Selon le ministre de l'Intérieur, le suspect "a été interpellé par un policier de la préfecture de police hors service", dont il a salué "le courage".

"Aucune" des trois femmes blessées "ne voit son pronostic vital engagé", a déclaré Laurent Nuñez à la mi-journée, lors du compte-rendu du conseil des ministres.

"Deux d'entre elles sont quand même en urgence absolue, donc sont blessées assez gravement", a-t-il ajouté. L'une a été touchée aux lombaires, l'autre à l'abdomen, a-t-il précisé.

Une troisième femme a été blessée plus légèrement.

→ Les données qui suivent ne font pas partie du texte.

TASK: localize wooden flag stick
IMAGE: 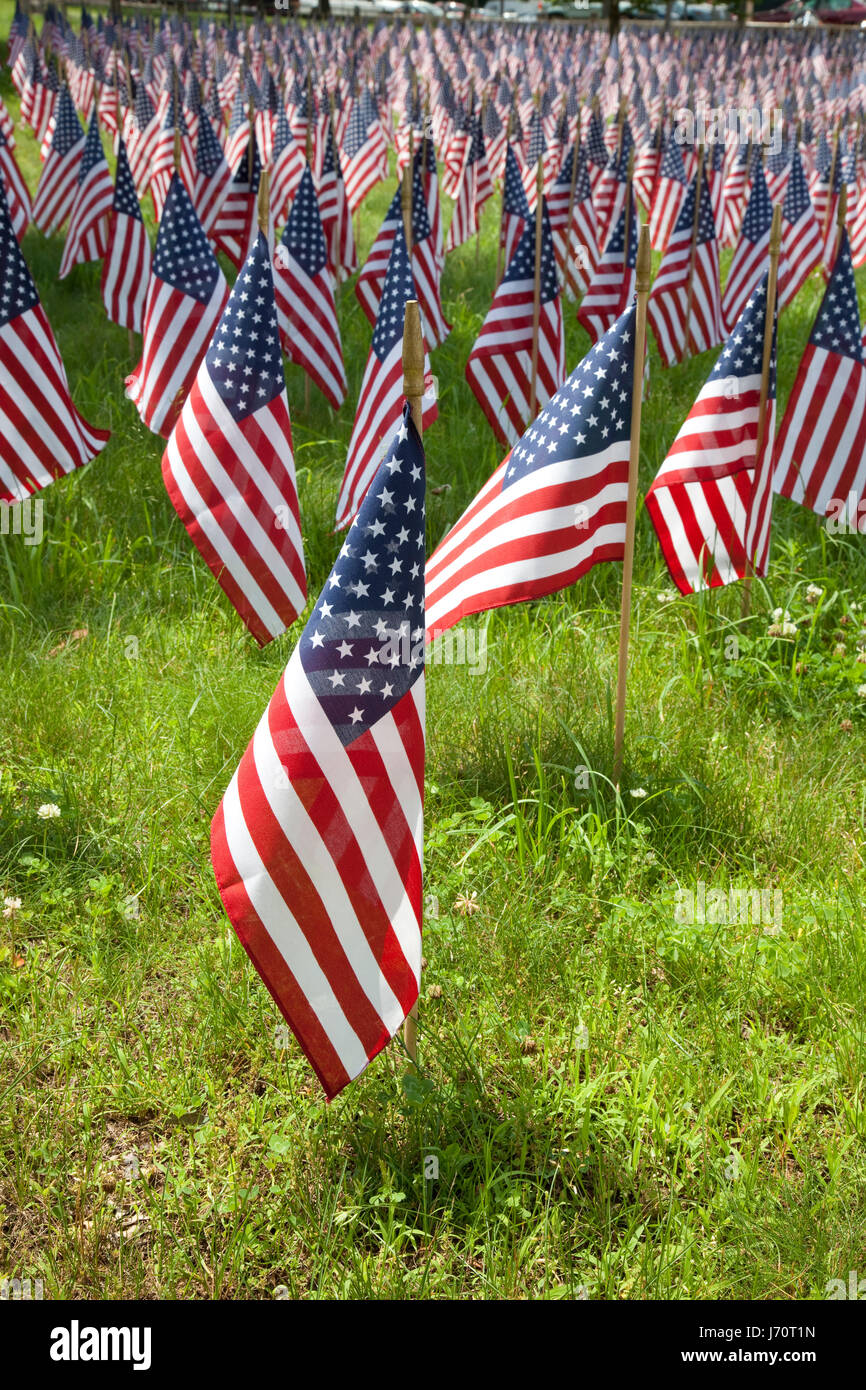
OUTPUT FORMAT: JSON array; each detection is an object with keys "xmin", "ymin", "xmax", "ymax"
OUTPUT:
[
  {"xmin": 622, "ymin": 150, "xmax": 634, "ymax": 275},
  {"xmin": 400, "ymin": 161, "xmax": 413, "ymax": 255},
  {"xmin": 613, "ymin": 225, "xmax": 652, "ymax": 787},
  {"xmin": 742, "ymin": 203, "xmax": 781, "ymax": 617},
  {"xmin": 683, "ymin": 145, "xmax": 703, "ymax": 356},
  {"xmin": 530, "ymin": 154, "xmax": 545, "ymax": 424},
  {"xmin": 403, "ymin": 299, "xmax": 424, "ymax": 1070}
]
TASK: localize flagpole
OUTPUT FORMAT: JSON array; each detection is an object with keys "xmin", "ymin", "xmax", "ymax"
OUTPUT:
[
  {"xmin": 683, "ymin": 145, "xmax": 703, "ymax": 357},
  {"xmin": 563, "ymin": 106, "xmax": 581, "ymax": 289},
  {"xmin": 822, "ymin": 125, "xmax": 840, "ymax": 246},
  {"xmin": 613, "ymin": 224, "xmax": 652, "ymax": 787},
  {"xmin": 403, "ymin": 298, "xmax": 424, "ymax": 1069},
  {"xmin": 493, "ymin": 111, "xmax": 512, "ymax": 291},
  {"xmin": 530, "ymin": 154, "xmax": 545, "ymax": 424},
  {"xmin": 741, "ymin": 203, "xmax": 781, "ymax": 617}
]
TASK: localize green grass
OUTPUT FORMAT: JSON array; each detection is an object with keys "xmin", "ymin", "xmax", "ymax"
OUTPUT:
[{"xmin": 0, "ymin": 19, "xmax": 866, "ymax": 1298}]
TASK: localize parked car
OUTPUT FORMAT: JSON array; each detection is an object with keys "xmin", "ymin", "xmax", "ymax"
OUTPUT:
[{"xmin": 484, "ymin": 0, "xmax": 544, "ymax": 24}]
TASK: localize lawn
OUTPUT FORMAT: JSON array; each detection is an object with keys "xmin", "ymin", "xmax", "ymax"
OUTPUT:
[{"xmin": 0, "ymin": 10, "xmax": 866, "ymax": 1300}]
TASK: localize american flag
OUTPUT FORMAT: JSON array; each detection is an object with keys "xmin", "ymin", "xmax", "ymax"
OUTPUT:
[
  {"xmin": 466, "ymin": 197, "xmax": 566, "ymax": 445},
  {"xmin": 774, "ymin": 232, "xmax": 866, "ymax": 516},
  {"xmin": 646, "ymin": 168, "xmax": 724, "ymax": 367},
  {"xmin": 634, "ymin": 122, "xmax": 664, "ymax": 217},
  {"xmin": 705, "ymin": 140, "xmax": 727, "ymax": 246},
  {"xmin": 812, "ymin": 136, "xmax": 845, "ymax": 265},
  {"xmin": 354, "ymin": 185, "xmax": 403, "ymax": 325},
  {"xmin": 192, "ymin": 111, "xmax": 232, "ymax": 234},
  {"xmin": 126, "ymin": 172, "xmax": 228, "ymax": 439},
  {"xmin": 521, "ymin": 108, "xmax": 548, "ymax": 209},
  {"xmin": 318, "ymin": 124, "xmax": 357, "ymax": 284},
  {"xmin": 101, "ymin": 136, "xmax": 152, "ymax": 334},
  {"xmin": 211, "ymin": 407, "xmax": 424, "ymax": 1098},
  {"xmin": 126, "ymin": 82, "xmax": 160, "ymax": 199},
  {"xmin": 481, "ymin": 101, "xmax": 507, "ymax": 181},
  {"xmin": 646, "ymin": 275, "xmax": 776, "ymax": 594},
  {"xmin": 58, "ymin": 108, "xmax": 114, "ymax": 279},
  {"xmin": 592, "ymin": 121, "xmax": 633, "ymax": 246},
  {"xmin": 274, "ymin": 164, "xmax": 346, "ymax": 410},
  {"xmin": 577, "ymin": 190, "xmax": 638, "ymax": 342},
  {"xmin": 336, "ymin": 218, "xmax": 438, "ymax": 530},
  {"xmin": 0, "ymin": 190, "xmax": 110, "ymax": 502},
  {"xmin": 766, "ymin": 140, "xmax": 796, "ymax": 203},
  {"xmin": 163, "ymin": 232, "xmax": 307, "ymax": 646},
  {"xmin": 587, "ymin": 107, "xmax": 607, "ymax": 189},
  {"xmin": 31, "ymin": 65, "xmax": 60, "ymax": 164},
  {"xmin": 33, "ymin": 88, "xmax": 85, "ymax": 236},
  {"xmin": 0, "ymin": 122, "xmax": 32, "ymax": 240},
  {"xmin": 210, "ymin": 132, "xmax": 261, "ymax": 270},
  {"xmin": 150, "ymin": 93, "xmax": 196, "ymax": 222},
  {"xmin": 342, "ymin": 97, "xmax": 386, "ymax": 213},
  {"xmin": 553, "ymin": 149, "xmax": 601, "ymax": 299},
  {"xmin": 721, "ymin": 163, "xmax": 773, "ymax": 332},
  {"xmin": 416, "ymin": 135, "xmax": 445, "ymax": 275},
  {"xmin": 499, "ymin": 145, "xmax": 531, "ymax": 276},
  {"xmin": 856, "ymin": 176, "xmax": 866, "ymax": 267},
  {"xmin": 270, "ymin": 101, "xmax": 306, "ymax": 227},
  {"xmin": 778, "ymin": 146, "xmax": 822, "ymax": 311},
  {"xmin": 225, "ymin": 88, "xmax": 252, "ymax": 174},
  {"xmin": 427, "ymin": 304, "xmax": 637, "ymax": 641},
  {"xmin": 649, "ymin": 132, "xmax": 687, "ymax": 252},
  {"xmin": 411, "ymin": 160, "xmax": 452, "ymax": 348}
]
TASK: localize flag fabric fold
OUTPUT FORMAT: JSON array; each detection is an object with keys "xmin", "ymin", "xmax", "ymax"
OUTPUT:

Les trois victimes sont "âgées de 19, 24 ans et 36 ans", a encore dit le ministre.

Le suspect "n'a donné qu'une identité déclarative" et "tient des propos incohérents", a poursuivi M. Nuñez, qui appelle à "rester très prudent sur les mobiles de cet acte extrêmement violent".

Le parquet national antiterroriste a indiqué à l'AFP être en observation à ce stade.